Their society was soon augmented by the mistress of the château, in whom Ferdinand recognised one of those who sat by his side the preceding evening. In consideration for Emily, they omitted all the subjects most interesting to Ferdinand; but after supper the baron drew nearer to him.
"I doubt not," said he to him, "that you are anxious to have some light thrown on events, of which, according to your recital last night, you were a spectator. I knew you from the first; and I knew also, that the story you related as of a friend, was your own history. I cannot, however, inform you of more than I know: but that will perhaps be sufficient to save Emily, for whom I feel the affection of a daughter, from chagrin and uneasiness; and from your recital of last evening, I perceive you take a lively interest concerning her."
"Preserve Emily from uneasiness," replied Ferdinand with warmth; "explain yourself: what is there I ought to do?"
"We cannot," answered the baron, "converse here with propriety; to-morrow morning I will come and see you in your apartment."
Ferdinand asked him for an audience that night; but the baron was inflexible. "It is not my wish," said he, "to work upon your imagination by any marvellous recital, but to converse with you on the very important concerns of two distinguished families. For which reason, I think the freshness of morning will be better suited to lessen the horror that my recital must cause you: therefore, if not inconvenient to you, I wish you to attend me at an early hour in the morning: I am fond of rising with the sun; and yet I have never found the time till mid-day too long for arranging my affairs," added he, smiling, and turning half round towards the rest of the party, as if speaking on indifferent topics.

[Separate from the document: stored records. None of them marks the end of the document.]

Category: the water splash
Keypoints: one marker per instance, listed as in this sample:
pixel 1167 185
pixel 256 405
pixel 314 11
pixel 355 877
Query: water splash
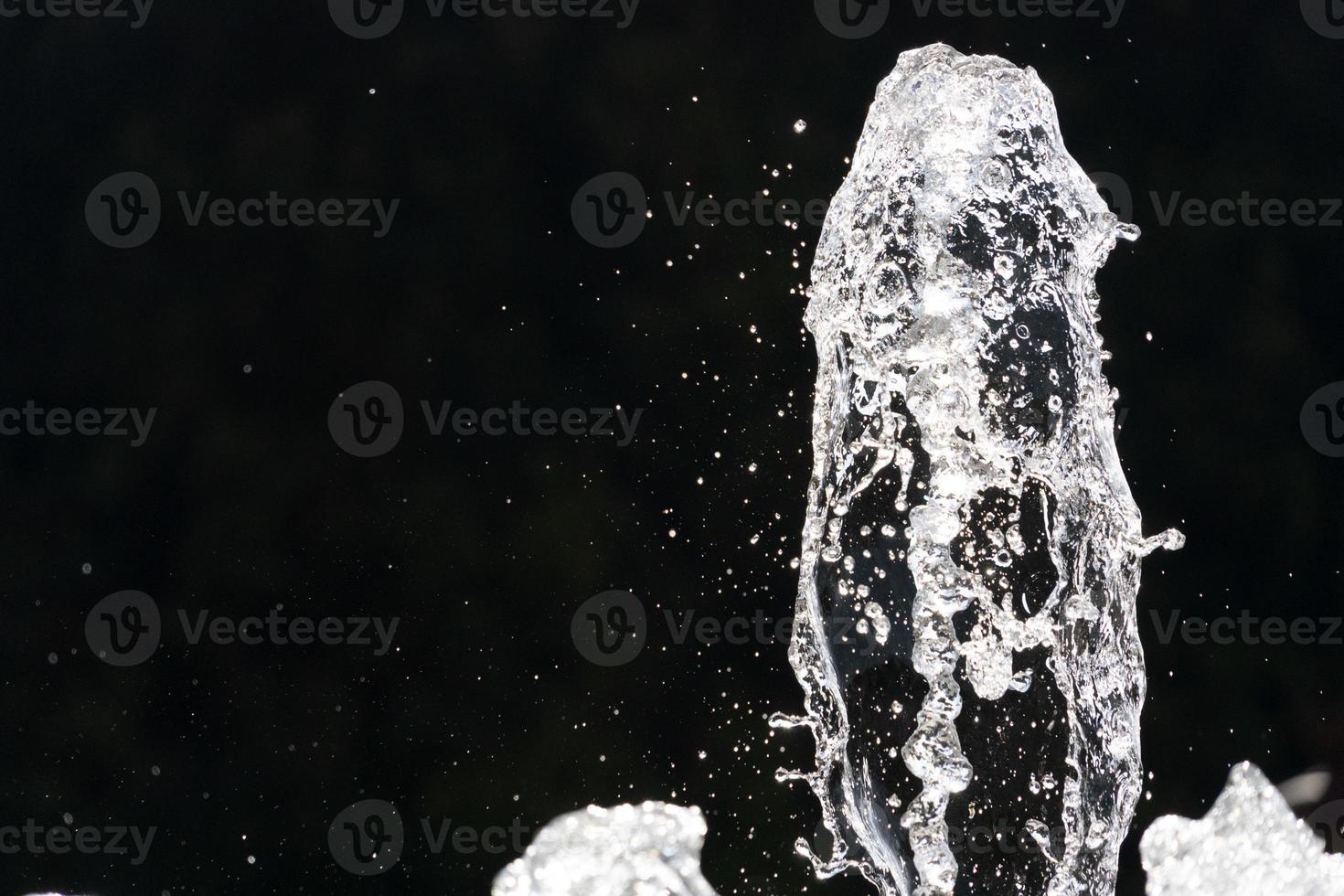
pixel 626 850
pixel 968 512
pixel 1249 844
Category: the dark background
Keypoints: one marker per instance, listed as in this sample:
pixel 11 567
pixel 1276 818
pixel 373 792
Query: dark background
pixel 484 293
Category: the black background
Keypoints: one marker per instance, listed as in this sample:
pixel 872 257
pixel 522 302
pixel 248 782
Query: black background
pixel 484 293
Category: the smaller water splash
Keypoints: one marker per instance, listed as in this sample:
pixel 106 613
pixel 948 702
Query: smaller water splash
pixel 1249 844
pixel 629 850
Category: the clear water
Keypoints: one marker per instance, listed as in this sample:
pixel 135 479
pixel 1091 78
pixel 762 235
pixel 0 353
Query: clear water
pixel 652 849
pixel 1249 844
pixel 968 512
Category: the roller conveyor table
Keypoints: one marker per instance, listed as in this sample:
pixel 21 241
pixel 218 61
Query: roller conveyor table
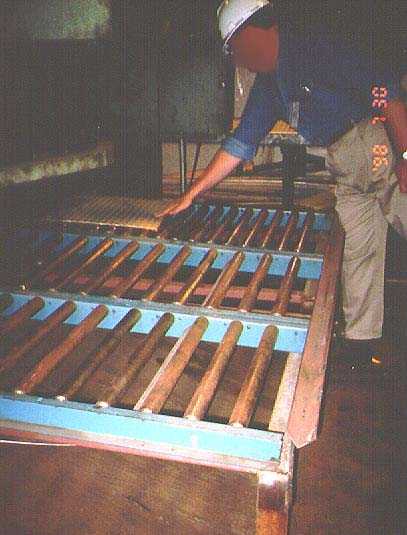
pixel 131 341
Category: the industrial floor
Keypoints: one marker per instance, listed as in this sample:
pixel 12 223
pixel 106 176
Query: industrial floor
pixel 351 481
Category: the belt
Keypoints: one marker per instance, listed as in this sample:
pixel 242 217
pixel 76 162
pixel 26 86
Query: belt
pixel 337 136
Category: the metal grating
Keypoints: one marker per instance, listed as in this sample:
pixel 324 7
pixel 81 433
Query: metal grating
pixel 108 211
pixel 106 322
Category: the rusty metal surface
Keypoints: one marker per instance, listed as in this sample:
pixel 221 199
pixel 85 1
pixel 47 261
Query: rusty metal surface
pixel 113 211
pixel 305 413
pixel 50 361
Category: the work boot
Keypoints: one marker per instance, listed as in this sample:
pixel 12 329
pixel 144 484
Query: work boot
pixel 364 356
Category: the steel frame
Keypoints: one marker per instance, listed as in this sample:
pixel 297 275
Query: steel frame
pixel 268 454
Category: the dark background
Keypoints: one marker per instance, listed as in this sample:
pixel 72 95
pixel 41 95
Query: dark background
pixel 58 95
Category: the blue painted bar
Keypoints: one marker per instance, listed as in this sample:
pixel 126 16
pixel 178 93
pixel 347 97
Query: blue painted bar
pixel 322 221
pixel 311 264
pixel 291 337
pixel 134 428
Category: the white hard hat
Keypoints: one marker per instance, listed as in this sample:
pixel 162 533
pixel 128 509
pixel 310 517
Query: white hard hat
pixel 233 13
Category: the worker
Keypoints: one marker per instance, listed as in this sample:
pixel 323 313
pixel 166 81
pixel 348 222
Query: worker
pixel 360 116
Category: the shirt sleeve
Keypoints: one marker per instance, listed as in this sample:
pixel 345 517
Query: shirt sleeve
pixel 263 108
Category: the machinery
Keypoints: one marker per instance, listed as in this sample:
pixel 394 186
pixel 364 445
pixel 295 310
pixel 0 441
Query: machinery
pixel 204 342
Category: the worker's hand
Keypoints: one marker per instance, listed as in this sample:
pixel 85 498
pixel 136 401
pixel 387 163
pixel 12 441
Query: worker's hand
pixel 176 207
pixel 401 172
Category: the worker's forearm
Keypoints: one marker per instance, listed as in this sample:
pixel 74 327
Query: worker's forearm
pixel 221 165
pixel 396 120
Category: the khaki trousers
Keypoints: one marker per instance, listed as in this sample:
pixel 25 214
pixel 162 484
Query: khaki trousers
pixel 367 201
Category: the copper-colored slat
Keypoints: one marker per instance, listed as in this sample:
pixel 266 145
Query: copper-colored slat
pixel 93 255
pixel 210 223
pixel 192 282
pixel 61 258
pixel 223 282
pixel 163 383
pixel 251 237
pixel 269 235
pixel 227 221
pixel 237 235
pixel 5 301
pixel 288 232
pixel 47 247
pixel 56 318
pixel 168 274
pixel 138 271
pixel 174 224
pixel 194 222
pixel 206 390
pixel 116 262
pixel 285 395
pixel 141 355
pixel 306 228
pixel 21 315
pixel 51 359
pixel 252 291
pixel 304 417
pixel 283 300
pixel 109 344
pixel 246 401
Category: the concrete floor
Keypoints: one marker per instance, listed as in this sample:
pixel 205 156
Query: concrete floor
pixel 351 481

Ferdinand passed a night of agitation, thinking of the conference he was to have with the baron; who was at his window at dawn of day. "You know," said the baron, "that I married the old count of Wartbourg's sister; which alliance was less the cause, than the consequence, of our intimate friendship. We reciprocally communicated our most secret thoughts, and the one never undertook any thing, without the other taking an equal interest with himself in his projects. The count had, however, one secret from me, of which I should never have come at the knowledge but for an accident.

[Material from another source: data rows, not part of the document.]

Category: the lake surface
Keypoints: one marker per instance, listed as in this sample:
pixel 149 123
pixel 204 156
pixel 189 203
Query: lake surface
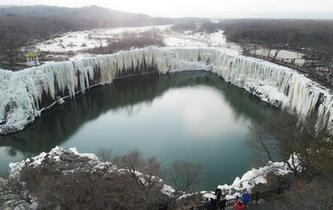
pixel 193 116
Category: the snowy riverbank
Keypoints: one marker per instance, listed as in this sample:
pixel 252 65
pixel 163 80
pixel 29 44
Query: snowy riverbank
pixel 70 161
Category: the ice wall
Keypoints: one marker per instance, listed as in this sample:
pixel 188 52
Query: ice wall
pixel 25 94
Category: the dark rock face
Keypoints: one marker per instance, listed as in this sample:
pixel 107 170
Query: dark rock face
pixel 65 179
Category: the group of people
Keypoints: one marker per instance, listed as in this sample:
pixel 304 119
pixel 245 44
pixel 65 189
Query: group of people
pixel 220 201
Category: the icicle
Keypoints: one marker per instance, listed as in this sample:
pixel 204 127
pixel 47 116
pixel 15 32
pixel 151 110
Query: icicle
pixel 22 92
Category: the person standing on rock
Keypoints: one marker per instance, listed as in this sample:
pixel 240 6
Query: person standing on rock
pixel 223 203
pixel 208 204
pixel 239 205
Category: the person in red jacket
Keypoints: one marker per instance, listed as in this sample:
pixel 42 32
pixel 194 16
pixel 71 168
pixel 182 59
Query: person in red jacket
pixel 239 205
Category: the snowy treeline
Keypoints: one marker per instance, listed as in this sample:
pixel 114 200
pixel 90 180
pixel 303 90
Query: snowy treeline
pixel 25 94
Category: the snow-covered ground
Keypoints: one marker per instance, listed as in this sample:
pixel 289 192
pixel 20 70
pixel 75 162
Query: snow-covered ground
pixel 286 55
pixel 83 40
pixel 246 183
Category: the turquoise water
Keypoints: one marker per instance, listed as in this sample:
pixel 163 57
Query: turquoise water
pixel 193 116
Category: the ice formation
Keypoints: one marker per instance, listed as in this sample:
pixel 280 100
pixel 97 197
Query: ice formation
pixel 25 94
pixel 247 182
pixel 90 164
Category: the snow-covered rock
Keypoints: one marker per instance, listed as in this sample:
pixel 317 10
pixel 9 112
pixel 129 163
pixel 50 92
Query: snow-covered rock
pixel 24 94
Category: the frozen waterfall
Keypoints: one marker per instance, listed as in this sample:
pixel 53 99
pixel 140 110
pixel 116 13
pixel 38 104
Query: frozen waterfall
pixel 25 94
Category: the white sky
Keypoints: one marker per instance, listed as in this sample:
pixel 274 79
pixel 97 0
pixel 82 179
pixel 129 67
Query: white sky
pixel 203 8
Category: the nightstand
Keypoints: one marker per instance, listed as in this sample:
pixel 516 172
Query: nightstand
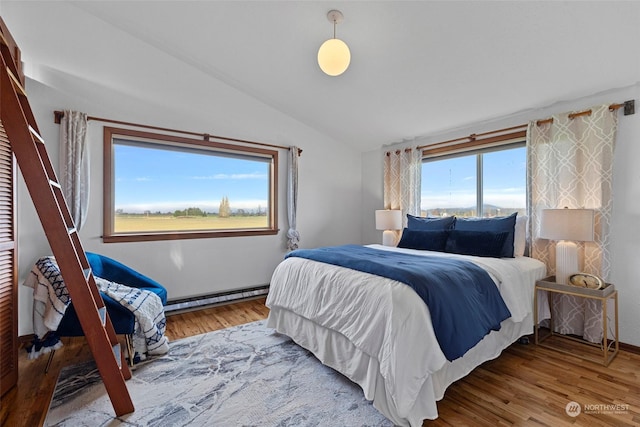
pixel 600 353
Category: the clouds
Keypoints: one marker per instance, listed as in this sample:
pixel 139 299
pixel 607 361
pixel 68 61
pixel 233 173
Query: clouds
pixel 233 176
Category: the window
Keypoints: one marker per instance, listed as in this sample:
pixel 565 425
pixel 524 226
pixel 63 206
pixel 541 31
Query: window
pixel 160 187
pixel 486 182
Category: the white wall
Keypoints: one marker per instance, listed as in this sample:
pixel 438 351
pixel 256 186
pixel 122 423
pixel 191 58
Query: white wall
pixel 625 230
pixel 329 183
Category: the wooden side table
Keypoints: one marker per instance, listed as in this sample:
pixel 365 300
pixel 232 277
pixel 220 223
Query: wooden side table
pixel 609 346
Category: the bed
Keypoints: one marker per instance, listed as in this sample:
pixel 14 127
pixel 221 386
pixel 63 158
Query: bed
pixel 379 333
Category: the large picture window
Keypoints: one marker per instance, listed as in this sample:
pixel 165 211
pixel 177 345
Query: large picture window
pixel 487 182
pixel 161 187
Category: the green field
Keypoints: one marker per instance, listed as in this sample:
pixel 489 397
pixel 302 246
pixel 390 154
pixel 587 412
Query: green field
pixel 141 223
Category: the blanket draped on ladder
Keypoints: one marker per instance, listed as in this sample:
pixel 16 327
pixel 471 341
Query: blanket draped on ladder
pixel 51 299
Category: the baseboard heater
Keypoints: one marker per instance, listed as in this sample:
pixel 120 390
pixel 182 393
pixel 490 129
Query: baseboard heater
pixel 212 299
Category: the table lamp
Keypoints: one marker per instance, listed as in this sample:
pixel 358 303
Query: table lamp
pixel 567 226
pixel 388 220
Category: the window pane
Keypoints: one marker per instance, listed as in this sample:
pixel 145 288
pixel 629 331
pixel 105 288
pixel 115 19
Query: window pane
pixel 160 189
pixel 163 187
pixel 504 175
pixel 449 187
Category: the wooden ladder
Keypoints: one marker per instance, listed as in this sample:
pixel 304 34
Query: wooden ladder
pixel 48 199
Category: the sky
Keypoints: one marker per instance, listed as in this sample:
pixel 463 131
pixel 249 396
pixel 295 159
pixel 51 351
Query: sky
pixel 165 180
pixel 451 183
pixel 149 179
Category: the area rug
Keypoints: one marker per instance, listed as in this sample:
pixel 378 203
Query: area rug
pixel 246 375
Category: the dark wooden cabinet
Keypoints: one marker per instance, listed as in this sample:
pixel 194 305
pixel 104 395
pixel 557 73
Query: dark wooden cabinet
pixel 8 241
pixel 8 276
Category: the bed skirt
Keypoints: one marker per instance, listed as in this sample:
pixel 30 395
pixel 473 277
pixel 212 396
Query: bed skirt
pixel 336 351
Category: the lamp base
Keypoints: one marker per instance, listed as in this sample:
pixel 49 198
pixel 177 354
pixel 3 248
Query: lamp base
pixel 388 238
pixel 566 261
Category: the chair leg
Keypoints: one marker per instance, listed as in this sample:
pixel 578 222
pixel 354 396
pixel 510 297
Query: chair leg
pixel 128 338
pixel 46 369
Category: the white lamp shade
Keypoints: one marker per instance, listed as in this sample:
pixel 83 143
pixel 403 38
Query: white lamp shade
pixel 388 219
pixel 567 224
pixel 334 57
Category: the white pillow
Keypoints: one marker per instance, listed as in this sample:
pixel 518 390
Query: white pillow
pixel 520 236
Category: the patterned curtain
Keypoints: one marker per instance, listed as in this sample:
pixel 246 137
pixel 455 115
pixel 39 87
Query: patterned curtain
pixel 402 180
pixel 570 164
pixel 74 165
pixel 293 236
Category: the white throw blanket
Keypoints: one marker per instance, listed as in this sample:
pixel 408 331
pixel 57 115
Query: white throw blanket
pixel 51 299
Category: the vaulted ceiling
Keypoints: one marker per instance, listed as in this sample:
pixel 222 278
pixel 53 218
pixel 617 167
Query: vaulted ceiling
pixel 417 67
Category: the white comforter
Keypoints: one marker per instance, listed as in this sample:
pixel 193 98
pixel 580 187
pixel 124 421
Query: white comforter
pixel 386 319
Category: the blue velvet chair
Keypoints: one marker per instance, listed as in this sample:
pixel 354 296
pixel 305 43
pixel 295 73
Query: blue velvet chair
pixel 122 319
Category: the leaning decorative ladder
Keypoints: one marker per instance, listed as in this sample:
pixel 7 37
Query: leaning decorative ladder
pixel 46 193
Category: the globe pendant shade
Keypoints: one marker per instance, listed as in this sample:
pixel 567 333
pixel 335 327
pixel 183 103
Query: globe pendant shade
pixel 334 57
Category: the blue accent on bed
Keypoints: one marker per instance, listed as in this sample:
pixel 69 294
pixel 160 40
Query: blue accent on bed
pixel 463 300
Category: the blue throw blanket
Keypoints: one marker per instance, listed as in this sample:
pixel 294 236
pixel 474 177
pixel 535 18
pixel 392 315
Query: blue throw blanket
pixel 464 302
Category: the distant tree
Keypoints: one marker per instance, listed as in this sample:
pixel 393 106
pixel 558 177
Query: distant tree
pixel 225 210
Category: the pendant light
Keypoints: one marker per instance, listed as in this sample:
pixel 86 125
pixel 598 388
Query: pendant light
pixel 334 55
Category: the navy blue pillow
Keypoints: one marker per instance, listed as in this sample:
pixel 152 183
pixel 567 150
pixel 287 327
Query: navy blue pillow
pixel 428 223
pixel 477 243
pixel 497 224
pixel 424 240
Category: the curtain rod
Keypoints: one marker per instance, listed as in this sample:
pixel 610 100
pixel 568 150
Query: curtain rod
pixel 612 107
pixel 58 115
pixel 473 136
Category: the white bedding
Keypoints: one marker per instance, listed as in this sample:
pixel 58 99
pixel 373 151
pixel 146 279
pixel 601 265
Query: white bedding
pixel 378 332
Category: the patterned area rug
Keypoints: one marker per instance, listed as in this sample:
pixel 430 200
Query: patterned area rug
pixel 242 376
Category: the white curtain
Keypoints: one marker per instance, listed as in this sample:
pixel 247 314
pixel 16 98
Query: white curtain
pixel 293 236
pixel 570 164
pixel 402 181
pixel 74 165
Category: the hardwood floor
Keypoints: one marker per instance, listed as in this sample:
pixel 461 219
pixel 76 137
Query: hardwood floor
pixel 526 385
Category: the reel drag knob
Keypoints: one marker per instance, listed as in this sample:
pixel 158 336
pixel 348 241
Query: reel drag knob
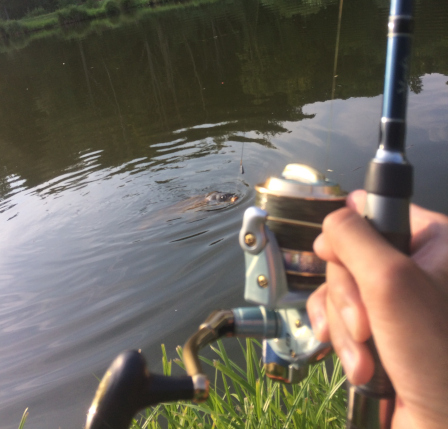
pixel 281 268
pixel 297 204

"On a sudden, a report was spread abroad, that the phantom of the Nun's rock had been seen, which was the name given by the peasantry to the old ruined tower which you knew. Persons of sense only laughed at the report: I was anxious the following night to unmask this spectre, and I already anticipated my triumph: but to my no small surprise, the count endeavoured to dissuade me from the attempt; and the more I persisted, the more serious his arguments became; and at length he conjured me in the name of friendship to relinquish the design.

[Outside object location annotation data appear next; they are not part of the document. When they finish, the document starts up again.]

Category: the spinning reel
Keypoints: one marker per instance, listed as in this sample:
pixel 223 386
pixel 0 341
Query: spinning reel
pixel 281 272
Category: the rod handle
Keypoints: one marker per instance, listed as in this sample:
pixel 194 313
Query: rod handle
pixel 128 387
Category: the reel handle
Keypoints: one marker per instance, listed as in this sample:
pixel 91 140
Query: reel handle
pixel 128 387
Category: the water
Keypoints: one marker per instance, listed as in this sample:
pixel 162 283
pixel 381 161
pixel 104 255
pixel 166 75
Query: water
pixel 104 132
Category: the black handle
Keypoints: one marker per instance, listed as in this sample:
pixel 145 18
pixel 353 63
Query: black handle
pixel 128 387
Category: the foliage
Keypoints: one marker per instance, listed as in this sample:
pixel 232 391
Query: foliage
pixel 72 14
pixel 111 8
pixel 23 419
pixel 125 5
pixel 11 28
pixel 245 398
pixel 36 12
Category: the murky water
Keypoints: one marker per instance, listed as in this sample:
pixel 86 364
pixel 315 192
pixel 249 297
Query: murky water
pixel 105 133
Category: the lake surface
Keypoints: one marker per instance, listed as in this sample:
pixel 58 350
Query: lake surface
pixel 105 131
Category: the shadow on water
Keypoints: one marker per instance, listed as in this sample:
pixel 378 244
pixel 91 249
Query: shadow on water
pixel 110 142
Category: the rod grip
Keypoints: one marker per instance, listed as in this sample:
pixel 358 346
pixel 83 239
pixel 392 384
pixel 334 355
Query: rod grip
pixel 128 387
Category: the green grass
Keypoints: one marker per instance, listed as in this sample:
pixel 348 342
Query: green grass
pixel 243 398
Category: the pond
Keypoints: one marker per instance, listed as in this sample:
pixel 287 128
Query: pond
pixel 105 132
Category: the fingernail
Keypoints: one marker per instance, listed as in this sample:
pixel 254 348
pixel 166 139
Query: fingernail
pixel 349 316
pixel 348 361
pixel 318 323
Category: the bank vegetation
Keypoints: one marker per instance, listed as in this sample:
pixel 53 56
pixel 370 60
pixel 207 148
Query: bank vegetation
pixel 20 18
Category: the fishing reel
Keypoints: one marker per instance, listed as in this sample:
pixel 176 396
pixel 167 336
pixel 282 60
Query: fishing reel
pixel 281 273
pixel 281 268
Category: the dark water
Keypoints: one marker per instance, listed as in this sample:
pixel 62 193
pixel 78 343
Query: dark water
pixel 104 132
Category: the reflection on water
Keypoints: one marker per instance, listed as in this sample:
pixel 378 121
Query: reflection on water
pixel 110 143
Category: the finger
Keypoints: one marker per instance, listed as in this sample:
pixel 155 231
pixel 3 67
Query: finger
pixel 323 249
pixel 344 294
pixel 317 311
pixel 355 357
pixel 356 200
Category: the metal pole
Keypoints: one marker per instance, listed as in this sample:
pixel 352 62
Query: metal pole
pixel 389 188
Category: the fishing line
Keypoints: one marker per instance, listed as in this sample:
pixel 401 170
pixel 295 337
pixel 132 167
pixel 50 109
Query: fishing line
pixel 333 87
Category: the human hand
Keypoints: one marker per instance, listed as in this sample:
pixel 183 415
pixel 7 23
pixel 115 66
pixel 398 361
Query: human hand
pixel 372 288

"His gravity of manner excited my attention; I asked him several questions; I even regarded his fears in the light of disease, and urged him to take suitable remedies: but he answered me with an air of chagrin, 'Brother, you know my sincerity towards you; but this is a secret sacred to my family. My son can alone be informed of it, and that only on my death-bed. Therefore ask me no more questions.'
"I held my peace; but I secretly collected all the traditions known amongst the peasantry. The most generally believed one was, that the phantom of the Nun's rock was seen when any one of the count's family were about to die; and in effect, in a few days after the count's youngest son expired. The count seemed to apprehend it: he gave the strictest possible charge to the nurse to take care of him; and under pretext of feeling indisposed himself, sent for two physicians to the castle: but these extreme precautions were precisely the cause of the child's death; for the nurse passing over the stones near the ruins, in her extreme care took the child in her arms to carry him, and her foot slipping, she fell, and in her fall wounded the child so much, that he expired on the spot. She said she fancied that she saw the child extended, bleeding in the midst of the stones; that her fright had made her fall with her face on the earth; and that when she came to herself, the child was absolutely lying weltering in his blood, precisely on the same spot where she had seen his ghost.
"I will not tire you with a relation of all the sayings uttered by an illiterate woman to explain the cause of the vision, for under similar accidents invention far outstrips reality. I could not expect to gain much more satisfactory information from the family records; for the principal documents were preserved in an iron chest, the key of which was never out of the possession of the owner of the castle. I however discovered, by the genealogical register and other similar papers, that this family had never had collateral male branches; but further than this, my researches could not discover.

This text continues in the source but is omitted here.